La vie criminel d’Archibald de la Cruz est un film saisissant, dont on a du mal à se dire s’il est léger ou absolument effrayant. Tout dépend de la complexion du spectateur, s’il a déjà ou non éprouvé et pensé ce que nous nommons le possible.

Lorsque le héros, après la mort de la religieuse, veut confesser tous ses « crimes » à la justice, l’homme de loi a cette phrase saisissante : «La pensée n’est pas délinquante.» Est-ce si sûr ? Un criminel en puissance est-il déjà un criminel ou encore un honnête homme ? Philip K. Dick a écrit un roman intéressant sur le sujet, Minority Report.
Pourtant, Archibald a l’impression que son idée est toute puissante et qu’elle le dispense de passer à l’acte, car sa pensée en est un… A la fin du film, après s’être débarrassé de la boîte à musique supposée maléfique, il essaie de tuer un insecte avec le bout de sa canne et y renonce en souriant : il n’en a pas envie et cependant, il le pourrait, rien ne s’y oppose pour une fois.
Le titre original veut littéralement dire «Essai d’un crime». Il y a deux idées liées dans cette histoire : l’essai / l’échec, qui sont comme les deux versants de l’impossibilité à savoir qui est Archibald. Ce dernier confie à Carlotta qu’il pourrait être un saint ou un criminel.

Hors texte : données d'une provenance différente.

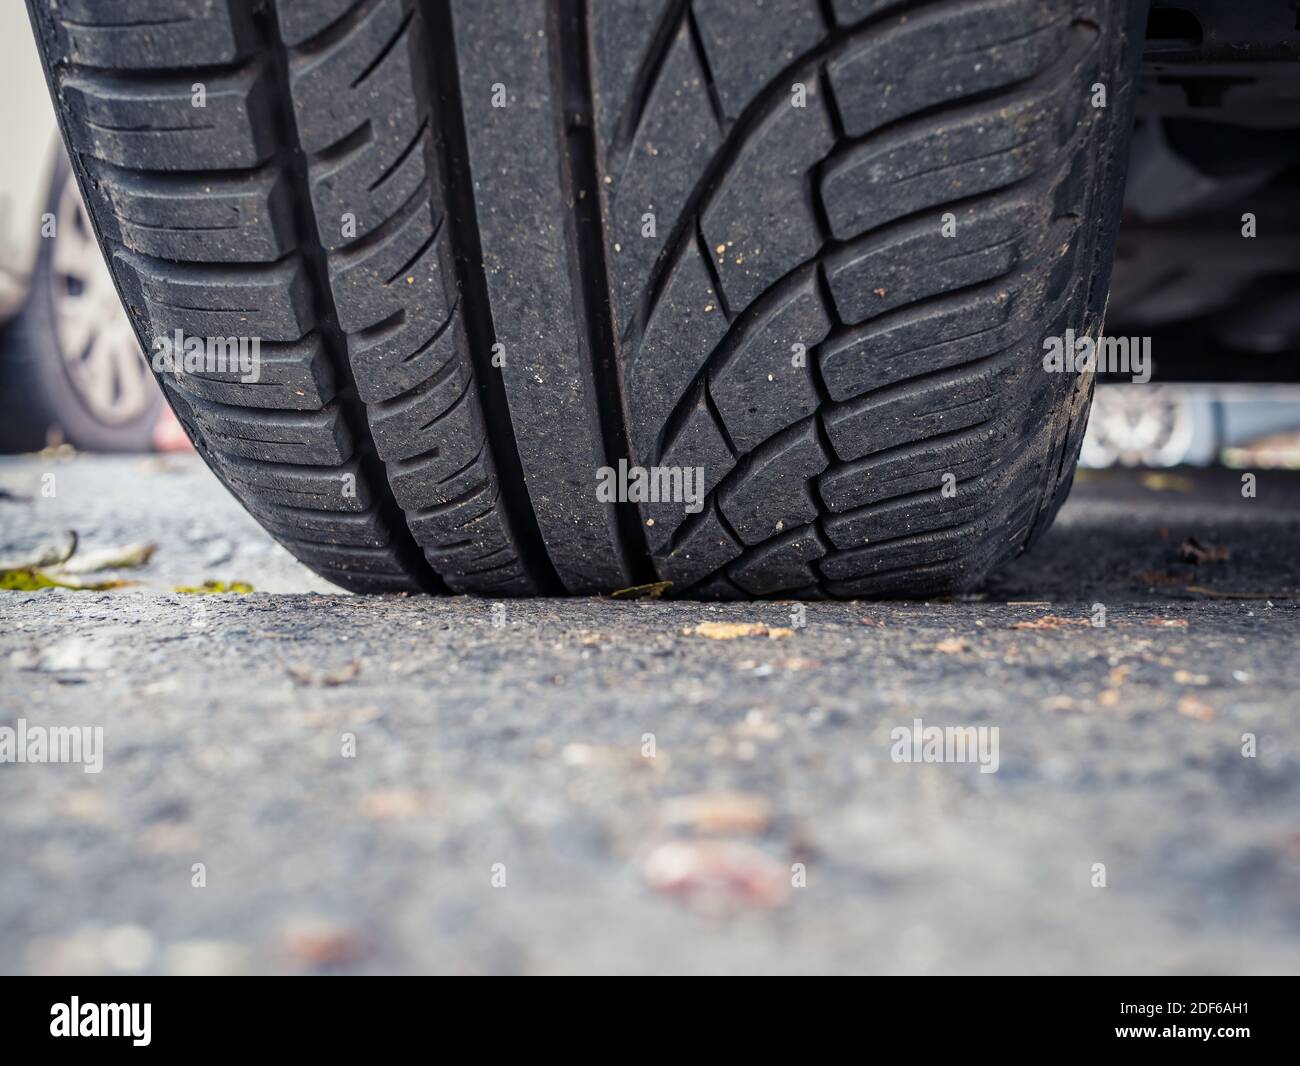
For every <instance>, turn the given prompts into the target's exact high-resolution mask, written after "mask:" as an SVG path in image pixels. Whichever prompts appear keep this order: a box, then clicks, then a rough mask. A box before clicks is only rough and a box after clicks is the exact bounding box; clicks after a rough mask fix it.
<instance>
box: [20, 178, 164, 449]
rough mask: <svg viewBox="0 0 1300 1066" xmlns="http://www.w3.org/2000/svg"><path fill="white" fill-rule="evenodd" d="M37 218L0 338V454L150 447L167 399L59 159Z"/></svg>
mask: <svg viewBox="0 0 1300 1066" xmlns="http://www.w3.org/2000/svg"><path fill="white" fill-rule="evenodd" d="M40 224H42V226H43V229H45V230H47V231H48V234H49V235H48V237H45V238H43V239H42V240H40V243H39V246H38V250H36V260H35V264H34V266H32V272H31V285H30V290H29V292H27V299H26V302H25V303H23V305H22V309H21V311H19V312H18V315H16V316H14V318H13V320H12V321H10V322H9V324H8V325H6V326H5V329H4V334H3V337H0V451H5V452H18V451H36V450H39V448H43V447H45V446H47V445H51V443H64V442H65V443H69V445H72V446H73V447H75V448H78V450H83V451H148V450H149V448H151V447H152V435H153V426H155V424H156V421H157V416H159V409H160V408H161V403H162V400H161V398H160V396H159V390H157V387H156V385H155V383H153V381H152V378H151V377H149V374H148V370H147V368H146V365H144V363H143V360H142V359H140V355H139V350H138V348H136V342H135V337H134V335H133V333H131V325H130V324H129V322H127V320H126V317H125V315H123V313H122V308H121V304H120V303H118V302H117V299H116V295H114V292H113V282H112V279H110V278H109V276H108V273H107V272H105V269H104V264H103V260H101V257H100V248H99V246H98V243H96V240H95V235H94V233H91V226H90V221H88V217H87V216H86V212H85V208H83V207H82V204H81V201H79V199H78V192H77V185H75V183H74V182H73V179H72V170H70V169H69V166H68V162H66V160H64V159H62V157H60V159H59V160H57V161H56V164H55V166H53V173H52V177H51V183H49V194H48V201H47V207H45V217H44V218H43V220H42V222H40Z"/></svg>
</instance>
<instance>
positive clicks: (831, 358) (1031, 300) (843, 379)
mask: <svg viewBox="0 0 1300 1066" xmlns="http://www.w3.org/2000/svg"><path fill="white" fill-rule="evenodd" d="M1040 309H1041V308H1040V307H1039V304H1037V302H1036V300H1034V299H1030V298H1027V296H1026V295H1024V289H1023V285H1021V283H1018V282H1013V281H1010V279H1004V281H1002V282H995V283H993V285H989V286H984V287H982V289H979V290H975V291H971V292H966V294H959V295H953V296H943V298H940V299H937V300H930V302H926V303H922V304H918V305H915V307H909V308H904V309H902V311H896V312H893V313H891V315H888V316H883V317H881V318H879V320H876V321H871V322H867V324H866V325H863V326H855V328H853V329H850V330H848V331H846V333H844V334H841V335H839V337H835V338H832V339H829V341H827V342H826V343H824V344H822V347H820V350H819V352H818V359H819V365H820V368H822V380H823V381H824V382H826V387H827V391H829V394H831V399H833V400H846V399H852V398H854V396H858V395H861V394H862V393H866V391H867V390H868V389H880V387H883V386H885V385H893V383H894V382H897V381H905V380H907V378H909V377H911V376H913V374H914V373H915V369H917V368H918V367H924V368H926V369H927V370H931V372H932V370H941V369H946V368H949V367H957V365H961V364H962V363H974V361H975V360H976V359H982V357H984V356H988V355H993V354H995V352H998V351H1002V350H1004V348H1006V347H1008V346H1009V344H1011V343H1013V342H1014V341H1017V339H1018V338H1019V337H1022V335H1023V333H1024V330H1027V329H1030V320H1031V318H1032V316H1034V312H1036V311H1040Z"/></svg>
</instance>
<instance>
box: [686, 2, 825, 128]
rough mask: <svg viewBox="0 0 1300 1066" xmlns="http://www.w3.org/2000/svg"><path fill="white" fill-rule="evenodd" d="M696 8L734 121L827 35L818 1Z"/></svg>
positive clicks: (695, 20)
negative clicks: (760, 94) (803, 56)
mask: <svg viewBox="0 0 1300 1066" xmlns="http://www.w3.org/2000/svg"><path fill="white" fill-rule="evenodd" d="M690 8H692V12H693V13H694V18H695V25H697V26H698V29H699V38H701V40H702V42H703V48H705V53H706V55H707V57H708V69H710V70H711V72H712V75H714V86H715V88H716V90H718V99H719V100H720V101H722V107H723V114H725V116H727V118H728V121H735V120H736V118H738V117H740V114H741V112H744V110H745V108H746V107H749V104H750V101H751V100H753V99H754V98H755V96H757V95H758V94H759V91H761V90H762V88H763V87H764V86H766V85H767V83H768V82H770V81H771V79H772V78H775V77H776V75H777V74H779V73H780V72H781V70H783V69H784V68H787V66H789V65H790V64H792V62H794V60H797V59H798V57H800V56H801V55H802V53H803V52H806V51H807V49H810V48H811V47H813V45H814V44H816V43H818V42H819V40H820V39H822V36H823V34H824V32H826V30H824V27H823V26H822V16H820V13H819V12H818V5H816V3H815V0H757V3H755V0H694V3H693V4H692V5H690Z"/></svg>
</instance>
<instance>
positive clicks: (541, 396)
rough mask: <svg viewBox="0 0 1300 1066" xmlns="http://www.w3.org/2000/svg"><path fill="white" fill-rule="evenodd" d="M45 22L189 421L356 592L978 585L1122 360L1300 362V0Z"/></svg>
mask: <svg viewBox="0 0 1300 1066" xmlns="http://www.w3.org/2000/svg"><path fill="white" fill-rule="evenodd" d="M29 6H30V10H31V14H32V25H34V27H35V35H36V42H38V45H39V49H40V55H42V57H43V62H44V68H45V74H47V81H48V85H49V88H51V94H52V98H53V100H55V104H56V109H57V113H59V118H60V125H61V129H62V133H64V136H65V139H66V143H68V146H69V149H70V157H72V164H73V170H74V173H75V175H77V179H78V182H79V185H81V187H82V191H83V194H85V195H86V198H87V205H88V212H90V218H91V224H92V229H94V231H95V233H96V234H98V237H99V239H100V242H101V244H103V247H104V250H105V252H107V255H108V259H109V263H110V266H112V270H113V274H114V278H116V281H117V285H118V289H120V291H121V292H122V294H123V298H125V300H126V304H127V307H129V311H130V315H131V320H133V324H134V325H135V329H136V335H138V337H139V338H140V341H142V343H144V344H146V346H149V344H155V343H160V342H162V343H168V344H172V346H173V347H175V348H181V347H183V348H185V350H186V351H187V354H188V352H190V350H191V348H192V355H194V360H192V364H191V363H190V361H187V364H186V368H185V373H175V372H173V370H166V372H165V373H164V374H162V381H164V385H165V390H166V396H168V399H169V402H170V403H172V404H173V407H174V408H175V411H177V413H178V417H179V419H181V421H182V422H183V424H185V426H186V428H187V430H188V433H190V434H191V435H192V437H194V438H195V439H196V442H198V443H199V446H200V451H201V454H203V456H204V459H205V460H207V461H208V463H209V464H211V465H212V468H213V469H214V471H216V473H217V474H218V476H220V477H221V478H222V481H224V482H225V484H226V485H227V486H230V489H231V490H233V491H234V493H235V494H237V495H238V497H239V498H240V499H242V500H243V503H244V504H246V506H247V507H248V510H250V511H251V512H252V513H253V515H256V516H257V519H259V520H260V521H261V523H263V524H264V525H265V528H266V529H268V530H270V532H272V533H273V534H274V536H276V537H277V538H279V539H281V541H282V542H283V543H285V545H286V546H287V547H289V549H290V550H291V551H292V552H294V554H295V555H296V556H298V558H299V559H302V560H303V562H305V563H307V564H309V565H311V567H313V568H315V569H317V571H318V572H320V573H322V575H325V576H328V577H329V578H331V580H334V581H337V582H339V584H342V585H344V586H347V588H352V589H357V590H428V591H447V590H450V591H458V593H480V594H486V595H523V594H536V593H563V591H567V593H588V594H590V593H607V591H610V590H615V589H619V588H623V586H630V585H642V584H649V582H655V584H659V582H667V585H669V586H671V594H673V595H676V594H686V595H698V597H714V598H738V597H759V595H772V597H806V595H831V597H859V595H900V594H902V595H930V594H944V593H953V591H958V590H963V589H969V588H971V586H974V585H976V584H979V582H980V581H982V580H983V578H984V577H985V576H987V575H988V573H989V572H991V571H992V569H993V568H995V567H996V565H998V564H1000V563H1002V562H1005V560H1006V559H1009V558H1011V556H1014V555H1015V554H1018V552H1021V551H1023V550H1026V547H1027V546H1028V545H1031V543H1032V542H1034V541H1035V539H1036V538H1037V537H1039V536H1040V534H1041V533H1043V530H1044V529H1047V528H1048V525H1049V524H1050V521H1052V519H1053V516H1054V513H1056V511H1057V508H1058V507H1060V506H1061V503H1062V500H1063V499H1065V495H1066V494H1067V491H1069V489H1070V484H1071V478H1073V474H1074V468H1075V464H1076V460H1078V456H1079V451H1080V447H1082V443H1083V435H1084V429H1086V426H1087V422H1088V411H1089V403H1091V399H1092V393H1093V383H1095V381H1096V380H1097V378H1100V377H1104V376H1106V377H1114V378H1117V380H1127V381H1131V382H1149V381H1153V380H1156V381H1158V380H1162V378H1164V377H1165V376H1166V374H1170V373H1178V372H1182V373H1183V374H1184V376H1188V377H1191V378H1192V380H1200V381H1205V380H1216V378H1217V377H1218V376H1219V374H1222V373H1225V370H1226V369H1229V368H1226V367H1225V360H1223V359H1222V357H1221V355H1219V350H1218V348H1214V347H1213V344H1212V341H1217V342H1219V343H1225V344H1230V346H1231V348H1230V350H1231V351H1232V352H1234V354H1238V352H1240V354H1242V356H1243V359H1240V360H1236V359H1234V360H1232V367H1231V370H1232V372H1234V380H1242V378H1243V372H1245V370H1247V368H1249V367H1258V368H1264V369H1261V370H1257V372H1256V373H1255V374H1253V378H1255V380H1261V377H1262V374H1269V376H1270V377H1269V378H1264V380H1275V381H1294V380H1297V365H1300V364H1297V361H1296V360H1295V359H1294V355H1295V351H1294V348H1295V347H1296V344H1300V329H1297V316H1296V313H1295V305H1296V304H1295V299H1294V296H1295V278H1296V272H1295V269H1294V268H1292V257H1294V256H1295V251H1294V250H1295V247H1296V244H1295V240H1294V239H1290V234H1291V233H1292V231H1294V227H1292V225H1291V220H1294V218H1295V211H1294V208H1291V207H1288V204H1294V203H1295V192H1296V188H1297V182H1296V170H1297V165H1300V159H1297V155H1296V148H1295V146H1296V127H1297V126H1300V122H1297V120H1296V113H1297V112H1296V105H1297V101H1300V77H1297V75H1300V30H1297V26H1296V17H1295V5H1294V3H1288V0H1260V3H1255V4H1242V3H1240V1H1239V0H1184V3H1180V4H1178V5H1177V6H1175V5H1171V4H1166V3H1158V1H1157V3H1156V4H1148V3H1145V0H971V1H970V3H961V4H933V3H914V1H913V0H823V3H816V0H764V3H758V0H733V1H732V0H715V1H714V0H692V3H673V1H672V0H662V1H660V3H645V1H642V0H608V3H606V1H604V0H602V3H578V0H555V3H542V1H541V0H532V3H519V0H478V1H477V3H456V1H455V0H452V1H451V3H438V1H437V0H430V3H415V0H292V1H290V0H259V3H246V1H242V0H174V3H170V4H168V5H162V6H157V5H133V4H125V3H123V4H108V3H96V0H59V3H53V0H29ZM164 6H165V10H164ZM1135 118H1140V121H1141V123H1143V126H1141V130H1140V134H1139V136H1138V138H1136V139H1135V138H1134V129H1135ZM1131 156H1132V173H1134V175H1135V179H1134V183H1132V186H1131V188H1128V187H1126V175H1127V173H1128V164H1130V157H1131ZM1247 216H1249V217H1247ZM1122 217H1123V218H1125V221H1126V222H1131V224H1132V225H1131V226H1128V229H1130V230H1131V234H1132V235H1139V234H1140V235H1141V237H1140V239H1139V240H1138V246H1136V248H1127V250H1126V248H1125V247H1123V242H1125V237H1123V235H1122V229H1121V220H1122ZM1117 243H1118V244H1119V247H1121V265H1119V268H1118V270H1117V274H1115V277H1117V282H1115V287H1117V289H1118V290H1119V291H1117V292H1115V294H1114V295H1115V299H1114V300H1112V299H1110V296H1112V285H1110V278H1112V266H1113V264H1114V261H1115V251H1117ZM1126 252H1127V253H1126ZM1108 300H1109V302H1110V304H1112V312H1113V313H1112V315H1110V317H1109V318H1108V316H1106V308H1108ZM1243 311H1245V313H1244V315H1243ZM1197 315H1213V316H1216V317H1214V321H1213V324H1206V325H1203V324H1200V322H1197V321H1196V316H1197ZM1127 329H1132V334H1131V335H1128V334H1126V333H1125V330H1127ZM173 338H174V339H173ZM233 348H235V350H238V351H239V352H244V351H252V350H255V351H256V352H257V359H259V360H260V361H259V372H257V373H256V374H250V373H247V370H244V368H242V367H240V368H234V367H231V365H229V363H227V361H217V356H220V355H224V354H227V352H229V351H231V350H233ZM205 360H207V361H205ZM209 364H211V365H209ZM242 370H243V372H242ZM1244 376H1245V377H1247V378H1249V377H1252V374H1249V373H1245V374H1244ZM1132 387H1135V389H1138V387H1148V386H1147V385H1134V386H1132ZM1174 429H1175V430H1177V432H1178V433H1183V432H1184V429H1183V428H1182V426H1180V425H1179V426H1174ZM1143 432H1145V430H1143ZM1125 433H1127V430H1125ZM1121 435H1123V434H1121Z"/></svg>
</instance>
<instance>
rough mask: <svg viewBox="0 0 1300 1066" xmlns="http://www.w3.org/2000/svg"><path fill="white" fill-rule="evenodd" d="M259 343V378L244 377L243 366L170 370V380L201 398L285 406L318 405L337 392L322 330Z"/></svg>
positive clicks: (221, 401)
mask: <svg viewBox="0 0 1300 1066" xmlns="http://www.w3.org/2000/svg"><path fill="white" fill-rule="evenodd" d="M259 347H260V351H259V374H257V380H256V381H243V374H242V373H240V372H239V370H226V372H217V370H204V372H199V373H183V374H172V376H169V377H168V380H166V383H168V386H169V387H172V389H177V390H179V391H182V393H186V394H188V395H190V396H195V398H198V399H203V400H212V402H214V403H225V404H231V406H238V407H264V408H272V409H273V408H279V409H283V411H318V409H320V408H321V407H322V406H325V404H326V403H328V402H329V400H331V399H333V398H334V395H335V387H334V369H333V367H331V365H330V363H329V360H328V359H326V357H325V350H324V347H322V346H321V339H320V335H318V334H316V333H312V334H308V337H305V338H304V339H303V341H300V342H298V343H292V344H261V346H259Z"/></svg>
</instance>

La question sous-jacente au texte est de savoir ce qui fait l’identité d’un homme : ses pensées ou ses actes ? On retrouve le problème de la mauvaise foi telle que l’expose Sartre dans L’être et le néant.
Buñuel est, sans le savoir pleinement, un disciple, ou pour le moins un illustrateur des théories de Freud sur le rêve. Bazin, dans les Cahiers du cinéma notait ceci à son sujet : «Quelle que soit la forme plastique que Buñuel prête au rêve, ses images en ont la pulsation, l’affectivité brûlante : le sang lourd de l’inconscient y circule et nous inonde, comme par une artère ouverte, au rythme de l’esprit.» On ajouterait que Buñuel est le cinéaste de l’obsession, du fétichisme, et surtout qu’il s’efforce d’aller jusqu’aux limites du pensable, mais sans les dépasser. A l’opposé, Salo ou les cent vingt Journées de Sodome de Pasolini, par exemple, est un film qui dit et montre «tout», où le possible n’est plus possible, un film qui sature la pensée et l’imagination. Le surréalisme n’est pas autre chose que ce que nous montre Buñuel dans ses films : il nous oblige à regarder en permanence à travers l’œil coupé horizontalement du Chien andalou.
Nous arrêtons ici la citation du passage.